The runaway bestseller success of The Sea Around Us in 1951 testified to a
craving in the American public (beset by growing fear of the arms race) for
a larger dimension within which spirit and science could meet. Carson herself
denied that her preoccupations were in any way escapist or unrealistic, pointing
out that, ‘the mysteries of living things, and the birth and death of
continents and seas, are among the great realities’. In public and in
private she toiled to make people understand the interdependence between the
physical environment and the life it sustains.

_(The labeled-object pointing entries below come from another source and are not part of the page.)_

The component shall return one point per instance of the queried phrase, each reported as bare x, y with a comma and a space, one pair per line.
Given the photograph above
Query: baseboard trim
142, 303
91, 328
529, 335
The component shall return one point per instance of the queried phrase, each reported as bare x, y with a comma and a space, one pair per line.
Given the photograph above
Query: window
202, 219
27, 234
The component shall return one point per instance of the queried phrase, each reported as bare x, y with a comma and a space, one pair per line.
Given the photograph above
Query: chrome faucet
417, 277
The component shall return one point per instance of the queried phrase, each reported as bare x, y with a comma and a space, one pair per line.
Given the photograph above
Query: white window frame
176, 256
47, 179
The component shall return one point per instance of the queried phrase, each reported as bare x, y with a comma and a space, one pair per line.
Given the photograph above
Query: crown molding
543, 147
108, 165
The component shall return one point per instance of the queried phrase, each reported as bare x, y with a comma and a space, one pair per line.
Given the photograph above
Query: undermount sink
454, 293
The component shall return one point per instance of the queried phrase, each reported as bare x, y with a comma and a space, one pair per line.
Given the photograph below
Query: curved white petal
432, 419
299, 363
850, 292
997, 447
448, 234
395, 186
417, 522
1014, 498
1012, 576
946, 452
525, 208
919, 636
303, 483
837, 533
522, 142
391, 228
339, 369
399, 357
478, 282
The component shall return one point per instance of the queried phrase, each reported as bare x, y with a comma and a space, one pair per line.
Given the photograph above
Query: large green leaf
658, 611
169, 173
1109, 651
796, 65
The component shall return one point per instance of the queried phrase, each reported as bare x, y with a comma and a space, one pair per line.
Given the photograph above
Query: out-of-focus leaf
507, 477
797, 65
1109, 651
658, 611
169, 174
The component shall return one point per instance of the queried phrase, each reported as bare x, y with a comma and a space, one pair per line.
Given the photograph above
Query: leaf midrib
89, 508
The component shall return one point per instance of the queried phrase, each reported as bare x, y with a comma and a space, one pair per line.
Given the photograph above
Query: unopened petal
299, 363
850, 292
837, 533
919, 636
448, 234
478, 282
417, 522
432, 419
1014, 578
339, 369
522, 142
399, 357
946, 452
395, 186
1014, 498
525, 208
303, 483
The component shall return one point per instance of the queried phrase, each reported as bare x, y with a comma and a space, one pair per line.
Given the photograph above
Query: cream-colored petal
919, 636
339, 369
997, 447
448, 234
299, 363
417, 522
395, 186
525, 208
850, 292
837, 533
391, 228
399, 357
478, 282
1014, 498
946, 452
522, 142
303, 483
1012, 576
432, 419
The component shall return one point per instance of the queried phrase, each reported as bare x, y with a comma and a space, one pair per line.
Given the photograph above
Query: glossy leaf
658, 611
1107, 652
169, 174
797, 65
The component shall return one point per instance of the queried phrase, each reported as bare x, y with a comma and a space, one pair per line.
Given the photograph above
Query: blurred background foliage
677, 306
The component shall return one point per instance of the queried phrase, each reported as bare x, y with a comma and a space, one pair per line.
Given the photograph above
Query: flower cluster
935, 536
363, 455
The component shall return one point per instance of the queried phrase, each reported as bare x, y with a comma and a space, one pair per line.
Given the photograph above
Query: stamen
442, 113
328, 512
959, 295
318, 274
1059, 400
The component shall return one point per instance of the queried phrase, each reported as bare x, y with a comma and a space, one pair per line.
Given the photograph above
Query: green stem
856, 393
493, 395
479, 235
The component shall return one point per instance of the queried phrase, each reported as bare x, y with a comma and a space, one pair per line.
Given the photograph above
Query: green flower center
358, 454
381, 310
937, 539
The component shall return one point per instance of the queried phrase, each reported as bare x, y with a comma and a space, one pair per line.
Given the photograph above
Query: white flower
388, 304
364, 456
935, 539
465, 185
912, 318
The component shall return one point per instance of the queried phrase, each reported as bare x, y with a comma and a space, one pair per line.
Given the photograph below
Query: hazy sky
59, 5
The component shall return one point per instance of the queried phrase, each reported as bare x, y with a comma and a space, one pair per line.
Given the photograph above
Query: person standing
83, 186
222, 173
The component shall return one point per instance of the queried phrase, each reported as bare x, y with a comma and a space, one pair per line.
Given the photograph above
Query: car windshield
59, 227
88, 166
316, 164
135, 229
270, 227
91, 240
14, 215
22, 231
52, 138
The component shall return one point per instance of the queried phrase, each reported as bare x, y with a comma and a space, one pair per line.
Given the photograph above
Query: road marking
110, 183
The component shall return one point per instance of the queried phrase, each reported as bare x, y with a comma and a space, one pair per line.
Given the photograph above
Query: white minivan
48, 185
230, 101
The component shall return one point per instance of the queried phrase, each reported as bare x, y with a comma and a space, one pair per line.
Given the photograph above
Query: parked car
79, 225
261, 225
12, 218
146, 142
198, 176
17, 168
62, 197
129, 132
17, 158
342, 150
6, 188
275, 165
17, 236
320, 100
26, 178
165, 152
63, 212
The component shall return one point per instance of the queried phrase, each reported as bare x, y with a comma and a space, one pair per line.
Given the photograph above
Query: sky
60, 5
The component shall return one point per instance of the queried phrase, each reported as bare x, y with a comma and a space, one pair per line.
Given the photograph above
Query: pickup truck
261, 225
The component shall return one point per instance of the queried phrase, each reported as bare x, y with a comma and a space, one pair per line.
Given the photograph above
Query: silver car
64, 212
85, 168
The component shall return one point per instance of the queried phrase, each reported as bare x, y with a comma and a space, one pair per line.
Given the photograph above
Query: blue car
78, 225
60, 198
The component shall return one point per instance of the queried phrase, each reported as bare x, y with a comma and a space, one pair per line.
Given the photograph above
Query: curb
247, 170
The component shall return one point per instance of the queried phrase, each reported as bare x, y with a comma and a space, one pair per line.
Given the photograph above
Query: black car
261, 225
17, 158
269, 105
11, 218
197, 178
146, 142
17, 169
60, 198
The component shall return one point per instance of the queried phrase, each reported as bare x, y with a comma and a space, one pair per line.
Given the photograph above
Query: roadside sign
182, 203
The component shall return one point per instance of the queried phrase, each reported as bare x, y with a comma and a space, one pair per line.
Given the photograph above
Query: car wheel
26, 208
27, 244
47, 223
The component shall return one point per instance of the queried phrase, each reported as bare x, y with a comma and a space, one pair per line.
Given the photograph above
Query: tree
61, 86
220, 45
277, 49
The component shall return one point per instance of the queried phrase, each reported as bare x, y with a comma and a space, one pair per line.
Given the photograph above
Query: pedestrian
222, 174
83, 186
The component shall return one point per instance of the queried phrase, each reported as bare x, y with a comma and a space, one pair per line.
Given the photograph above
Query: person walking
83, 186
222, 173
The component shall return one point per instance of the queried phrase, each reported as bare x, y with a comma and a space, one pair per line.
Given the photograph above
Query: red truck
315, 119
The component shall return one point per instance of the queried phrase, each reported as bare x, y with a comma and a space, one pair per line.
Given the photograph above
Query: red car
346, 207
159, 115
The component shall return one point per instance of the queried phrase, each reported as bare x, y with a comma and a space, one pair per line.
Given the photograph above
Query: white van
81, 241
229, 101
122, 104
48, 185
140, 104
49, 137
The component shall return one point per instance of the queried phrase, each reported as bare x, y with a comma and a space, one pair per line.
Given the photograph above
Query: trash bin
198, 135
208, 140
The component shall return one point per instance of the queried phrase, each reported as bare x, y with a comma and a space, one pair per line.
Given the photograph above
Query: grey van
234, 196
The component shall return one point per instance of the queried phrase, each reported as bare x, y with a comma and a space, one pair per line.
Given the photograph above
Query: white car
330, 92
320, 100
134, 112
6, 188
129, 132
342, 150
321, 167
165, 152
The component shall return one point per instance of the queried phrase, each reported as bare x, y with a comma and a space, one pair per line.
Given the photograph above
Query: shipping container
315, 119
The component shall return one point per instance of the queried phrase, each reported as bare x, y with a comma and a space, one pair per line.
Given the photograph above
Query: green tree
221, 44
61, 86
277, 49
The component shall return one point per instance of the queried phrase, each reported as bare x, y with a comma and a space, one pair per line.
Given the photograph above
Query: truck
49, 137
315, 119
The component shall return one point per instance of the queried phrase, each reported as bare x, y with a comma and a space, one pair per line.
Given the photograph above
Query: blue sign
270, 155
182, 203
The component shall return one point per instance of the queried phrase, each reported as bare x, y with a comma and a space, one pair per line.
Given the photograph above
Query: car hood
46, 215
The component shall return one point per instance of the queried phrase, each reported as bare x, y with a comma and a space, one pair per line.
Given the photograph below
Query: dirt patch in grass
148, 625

By the fifties Rachel Carson was already aware of the terrifyingly irresponsible
use of DDT, which was being sprayed on fields and trees as part of the so-called ‘war
on insects’, with no knowledge of its long-term effects. She became involved
with the ‘Great Cranberry Scandal’ of 1959, when the bushes were
drenched with a herbicide that turned out to be a carcinogen, and yet as Thanksgiving
approached suspect fruits were shipped to market, whilst politicians ate handfuls
in public to prove they were quite safe..... Sounds vaguely familiar? The depressing
thing about reading Lear’s excellent biography is the knowledge that
nothing much has changed. Rachel Carson was in the front line of a battle which
is still going on today, between those who regard mankind as humble custodians
of the earth, and the rapacious ones who think only of today’s returns.
When Silent Spring was published in 1962, Carson was already being consumed
by the cancer that would end her life at the age of 57. The Velsicol Corporation,
a huge pesticide manufacturer, tried to stop publication of her book. Not so
long afterwards they polluted the entire Mississippi. Then the Monsanto Corporation,
an industry leader in the development and manufacture of pesticides, responded
to Silent Spring by distributing a mocking parody of Carson’s warnings
to every newspaper in the USA. This same Monsanto is currently at the heart
of the controversy over genetically-modified soya. You have only to glance
at the pages of Farmers Weekly to realise that the ‘war against insects’ goes
on, with indiscriminate napalm and slash tactics - which is why UK pesticides
were worth £1.3 billion in 1994.
In Britain and American, then as now, the land is in thrall to the all-powerful
agri-business (and its political apologists) which capitalises on avarice and
ineptitude. Were she alive today, Rachel Carson would find much to make her
rage, as well as weep. Two years ago, for example, Graham Harvey published
The Killing of the Countryside (a book Carson would have been proud
of) and described poisoned ditches, vanishing meadows, and fields stripped
of flowers, butterflies, animals and birds. Silent Spring indeed.